Introduction to Pyro

Probability is the mathematics of reasoning under uncertainty, much as calculus is the mathematics for reasoning about rates of change. It provides a unifying theoretical framework for understanding much of modern machine learning and AI: models built in the language of probability can capture complex reasoning, know what they do not know, and uncover structure in data without supervision.

Specifying probabilistic models directly can be cumbersome and implementing them can be very error-prone. Probabilistic programming languages (PPLs) solve these problems by marrying probability with the representational power of programming languages. A probabilistic program is a mix of ordinary deterministic computation and randomly sampled values representing a generative process for data.

By observing the outcome of a probabilistic program, we can describe an inference problem, roughly translated as: “what must be true if this random choice had a certain observed value?” PPLs explicitly enforce a separation of concerns already implicit in the mathematics of probability between the specification of a model, a query to be answered, and an algorithm for computing the answer.

Pyro is a probabilistic programming language built on Python and PyTorch. Pyro programs are just Python programs, while its main inference technology is stochastic variational inference, which converts abstract probabilistic computations into concrete optimization problems solved with stochastic gradient descent in PyTorch, making probabilistic methods applicable to previously intractable model and dataset sizes.

In this tutorial, we take a brief, opinionated tour of the basic concepts of probabilistic machine learning and probabilistic programming with Pyro. We do so via an example data analysis problem involving linear regression, one of the most common and basic tasks in machine learning.

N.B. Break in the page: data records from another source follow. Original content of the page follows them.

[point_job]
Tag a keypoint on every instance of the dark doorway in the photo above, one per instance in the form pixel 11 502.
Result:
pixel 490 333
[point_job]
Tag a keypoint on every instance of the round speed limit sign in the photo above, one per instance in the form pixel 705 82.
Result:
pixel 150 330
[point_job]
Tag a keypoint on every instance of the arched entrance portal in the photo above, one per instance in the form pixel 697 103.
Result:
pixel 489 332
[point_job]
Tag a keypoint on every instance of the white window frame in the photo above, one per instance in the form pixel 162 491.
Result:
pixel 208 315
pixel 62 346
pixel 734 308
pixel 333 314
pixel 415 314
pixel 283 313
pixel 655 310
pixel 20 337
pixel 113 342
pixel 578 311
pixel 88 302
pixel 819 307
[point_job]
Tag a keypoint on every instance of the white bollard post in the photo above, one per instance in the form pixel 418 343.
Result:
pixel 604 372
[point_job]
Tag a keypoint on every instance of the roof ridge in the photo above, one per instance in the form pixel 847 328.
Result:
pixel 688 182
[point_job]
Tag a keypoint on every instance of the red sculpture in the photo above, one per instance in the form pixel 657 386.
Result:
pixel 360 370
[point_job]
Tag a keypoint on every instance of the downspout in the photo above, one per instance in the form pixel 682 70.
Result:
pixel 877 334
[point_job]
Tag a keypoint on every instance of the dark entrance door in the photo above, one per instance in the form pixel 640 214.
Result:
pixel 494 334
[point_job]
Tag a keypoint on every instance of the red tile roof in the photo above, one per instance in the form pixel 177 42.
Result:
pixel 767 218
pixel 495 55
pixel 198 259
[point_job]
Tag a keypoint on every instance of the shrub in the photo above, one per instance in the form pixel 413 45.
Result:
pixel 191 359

We will see how to use Pyro’s modeling language and inference algorithms to incorporate uncertainty into estimates of regression coefficients.

Outline

Setup

Let’s begin by importing the modules we’ll need.

[1]:
%reset -s -f
[2]:
import logging
import os

import torch
import numpy as np
import pandas as pd
import seaborn as sns
import matplotlib.pyplot as plt
from matplotlib import rc

import pyro
[3]:
smoke_test = ('CI' in os.environ)
assert pyro.__version__.startswith('1.8.0')

pyro.enable_validation(True)
pyro.set_rng_seed(1)
logging.basicConfig(format='%(message)s', level=logging.INFO)

# Set matplotlib settings
%matplotlib inline
plt.style.use('default')

Background: probabilistic machine learning

Most data analysis problems can be understood as elaborations on three basic high-level questions:

  1. What do we know about the problem before observing any data?

  2. What conclusions can we draw from data given our prior knowledge?

  3. Do these conclusions make sense?

In the probabilistic or Bayesian approach to data science and machine learning, we formalize these in terms of mathematical operations on probability distributions.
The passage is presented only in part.